Si vous êtes utilisateur du train ou êtes un peu attentif à la presse française, vous avez surement vu passer des articles sur le lancement en demi teinte d’IDTGVMax.
Après avoir écoulé en 24h et de manière inattendue les 10 000 pass Illimités, il y a eu quelques couacs. Je ne m’étendrai pas sur l’amalgame TGV/IDTGV — 800 trains par jour pour le premier, une trentaine pour le second.
En revanche pour avoir bossé dans le transport aérien, la question du #RM (Revenue Management) m’intéresse au plus haut point. En l’occurrence, l’acronyme n’est pas vraiment le bon, car dans une compagnie aérienne (ou de transport) on mélange les notions de RM et de remplissage puisqu’elles sont étroitement liées. Pour IDTGV, c’est sur la question du surbooking qu’il faut s’attarder. Voici en substance comment fonctionne la carte illimitée :
- Vous avez le droit de réserver 4 voyages à l’avance, pas plus.
- Partant du principe que comme c’est gratuit, il vaut mieux réserver et ne pas prendre le train que l’inverse, histoire de ne pas tomber sur un train complet en s’y prenant au dernier moment. Les utilisateurs seront donc surement nombreux à faire #noshow
Voici en substance le concept du surbooking :
- Sachant qu’on constate statistiquement 4% de #noshow sur chaque vol, la compagnie décide de vendre 4% de billets de plus qu’elle n’a dans l’avion, afin d’être sure de remplir celui-ci.
- A l’échelle de toute la flotte et de tout le programme, cela représente un bénéfice supplémentaire — ouh les méchants capitalistes — mais aussi une offre plus complète car moins de résa refusées au motif que l’avion est rempli — chic, un meilleur service.
- Le % de #noshow varie en fonction du tronçon, de l’heure, de la saison, etc.

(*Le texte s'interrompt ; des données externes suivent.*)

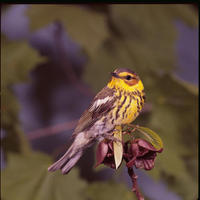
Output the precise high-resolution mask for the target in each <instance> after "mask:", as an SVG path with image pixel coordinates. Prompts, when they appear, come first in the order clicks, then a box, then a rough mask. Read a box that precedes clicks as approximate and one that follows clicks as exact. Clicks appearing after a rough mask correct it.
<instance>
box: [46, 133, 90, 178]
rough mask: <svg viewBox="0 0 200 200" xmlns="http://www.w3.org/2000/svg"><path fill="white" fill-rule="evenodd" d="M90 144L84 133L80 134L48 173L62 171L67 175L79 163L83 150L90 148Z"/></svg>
mask: <svg viewBox="0 0 200 200" xmlns="http://www.w3.org/2000/svg"><path fill="white" fill-rule="evenodd" d="M89 143H90V141H87V140H86V139H85V138H84V137H83V133H79V134H78V135H77V136H76V138H75V140H74V142H73V144H72V145H71V146H70V148H69V149H68V150H67V152H66V153H65V154H64V155H63V156H62V157H61V158H60V159H59V160H58V161H56V162H55V163H53V164H52V165H51V166H50V167H49V168H48V171H56V170H58V169H61V170H62V173H63V174H67V173H68V172H69V171H70V170H71V168H72V167H73V166H74V165H75V164H76V163H77V162H78V160H79V159H80V157H81V156H82V154H83V150H84V149H85V148H86V147H88V144H89Z"/></svg>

- Tout l’art de la personne qui s’occupe du #RM dans une compagnie est de choisir le bon logiciel et de bien le paramétrer pour optimiser les recettes de la compagnie sans créer trop de situations du genre « vous ne pouvez pas monter dans l’avion en dépit de votre résa parce qu’on s’est vautré sur le surbooking ». Les fortunes se créent ou se perdent sur cette question.
Revenons au cas d’IDTGV Max :
- Le problème d’IDTGV Max a été de proposer un nouveau service à une nouvelle population.
- Ainsi, comment savoir à l’avance combien de places réserver aux « Trotters » dans le train ? — Trotters est le terme qui désigne les porteurs de cartes illimitées.
- Une fois ce chiffre établi, comment savoir quel % de #noshow prendre en compte sur ces lignes ? Le nombre de places mises en « vente » en dépend.
IDTGV a donc du faire des hypothèses en se disant « on comparera avec la réalité et on ajustera ». A l’évidence, ils se sont plantés vue la grogne qui a suivi le lancement. Selon la technique des grands coups de volant, ils sont partis dans la direction inverse, si j’en juge par le wagon entier quasi vide d’hier réservé aux Trotters entre Perpignan et Paris — moi ça m’arrange. De toute façon, dans un mois, les mecs du #RM auront ajusté les choses et ça roulera sans problème.
Vous me direz, pourquoi nous racontes-tu tout ça ? Voici l’équivalent du problème précédent pour #JSNEI :
- Croire qu’il suffit d’avoir d’une part des Nuls et d’autre part des As pour que le business tourne est une erreur. #JSNEI n’aurait pas besoin d’exister si c’était le cas — pour l’instant, c’est pas un business puisque les As travaillent gratos pour les Nuls qui font vibrer leur corde sensible.
- Croire qu’il suffit de les mettre dans une pièce en les enjoignant de se mettre d’accord sur un prix est une erreur.
- Le problème de #JSNEI est de proposer une transaction qui n’a pas d’équivalent actuellement. Ainsi, le simple fait que le Nul ne sache pas à quel prix s’attendre et que l’As ne sache pas quel prix proposer est problématique. Avec les utilisateurs actuels, je vois déjà une différence énorme entre ce que les Nuls sont près à payer et la somme pour laquelle les As sont près à se déplacer.*
L’un des nombreux défi de #JSNEI est d’aider ces deux populations à se rencontrer, non pas seulement dans le sens du contact, mais aussi dans le sens d’une proposition acceptable par les deux parties.
Ce défi est l’équivalent du #RM pour les compagnies aériennes, c’est à dire la corrélation élastique entre les ventes effectives que l’on fait et la matière réelle que constitue l’objet des ventes. La longueur, la résistance et la tension de cet élastique sont les trois variables les plus importantes du business model.
* Si vous utilisez BlaBlaCar, vous avez surement remarqué, une fois de temps en temps, un hurluberlu qui propose un trajet pour 10 fois plus cher que tous les autres. La force de BlaBlaCar est de suggérer un prix pour chaque trajet à la personne qui propose un trajet.